59:0.1 We reckon the history of Urantia as beginning about one billion years ago and extending through five major eras:
59:0.2 1. The prelife era extends over the initial four hundred and fifty million years, from about the time the planet attained its present size to the time of life establishment. Your students have designated this period as the Archeozoic.
59:0.3 2. The life-dawn era extends over the next one hundred and fifty million years. This epoch intervenes between the preceding prelife or cataclysmic age and the following period of more highly developed marine life. This era is known to your researchers as the Proterozoic.
59:0.4 3. The marine-life era covers the next two hundred and fifty million years and is best known to you as the Paleozoic.
59:0.5 4. The early land-life era extends over the next one hundred million years and is known as the Mesozoic.

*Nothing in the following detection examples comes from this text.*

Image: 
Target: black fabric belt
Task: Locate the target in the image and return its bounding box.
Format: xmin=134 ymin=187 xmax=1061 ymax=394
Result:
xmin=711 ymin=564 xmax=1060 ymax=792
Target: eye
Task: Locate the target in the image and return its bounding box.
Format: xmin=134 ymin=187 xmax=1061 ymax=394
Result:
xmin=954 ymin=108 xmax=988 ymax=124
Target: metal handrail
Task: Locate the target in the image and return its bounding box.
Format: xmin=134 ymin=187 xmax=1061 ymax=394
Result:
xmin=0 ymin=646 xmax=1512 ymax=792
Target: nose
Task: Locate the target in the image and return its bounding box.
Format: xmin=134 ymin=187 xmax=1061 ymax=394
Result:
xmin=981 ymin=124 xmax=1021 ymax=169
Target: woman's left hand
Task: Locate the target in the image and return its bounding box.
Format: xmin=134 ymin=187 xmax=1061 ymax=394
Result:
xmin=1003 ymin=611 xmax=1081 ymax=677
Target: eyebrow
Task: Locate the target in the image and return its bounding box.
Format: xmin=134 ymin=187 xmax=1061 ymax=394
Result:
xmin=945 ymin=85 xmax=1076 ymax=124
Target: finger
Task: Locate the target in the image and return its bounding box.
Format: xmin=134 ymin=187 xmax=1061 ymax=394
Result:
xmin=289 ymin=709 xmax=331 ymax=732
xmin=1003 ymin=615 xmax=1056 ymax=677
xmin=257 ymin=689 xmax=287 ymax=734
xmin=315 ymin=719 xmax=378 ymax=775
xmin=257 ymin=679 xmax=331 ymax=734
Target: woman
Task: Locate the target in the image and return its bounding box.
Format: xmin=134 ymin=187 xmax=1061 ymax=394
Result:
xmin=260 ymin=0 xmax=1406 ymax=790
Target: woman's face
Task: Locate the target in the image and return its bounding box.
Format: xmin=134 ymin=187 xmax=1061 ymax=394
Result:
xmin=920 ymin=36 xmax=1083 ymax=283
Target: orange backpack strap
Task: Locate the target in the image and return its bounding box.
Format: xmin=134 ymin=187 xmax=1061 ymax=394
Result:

59:0.6 5. The mammalian era occupies the last fifty million years. This recent-times era is known as the Cenozoic.
59:0.7 The marine-life era thus covers about one quarter of your planetary history. It may be subdivided into six long periods, each characterized by certain well-defined developments in both the geologic realms and the biologic domains.
59:0.8 As this era begins, the sea bottoms, the extensive continental shelves, and the numerous shallow near-shore basins are covered with prolific vegetation. The more simple and primitive forms of animal life have already developed from preceding vegetable organisms, and the early animal organisms have gradually made their way along the extensive coast lines of the various land masses until the many inland seas are teeming with primitive marine life. Since so few of these early organisms had shells, not many have been preserved as fossils. Nevertheless the stage is set for the opening chapters of that great "stone book" of the life-record preservation which was so methodically laid down during the succeeding ages.
59:0.9 The continent of North America is wonderfully rich in the fossil-bearing deposits of the entire marine-life era. The very first and oldest layers are separated from the later strata of the preceding period by extensive erosion deposits which clearly segregate these two stages of planetary development.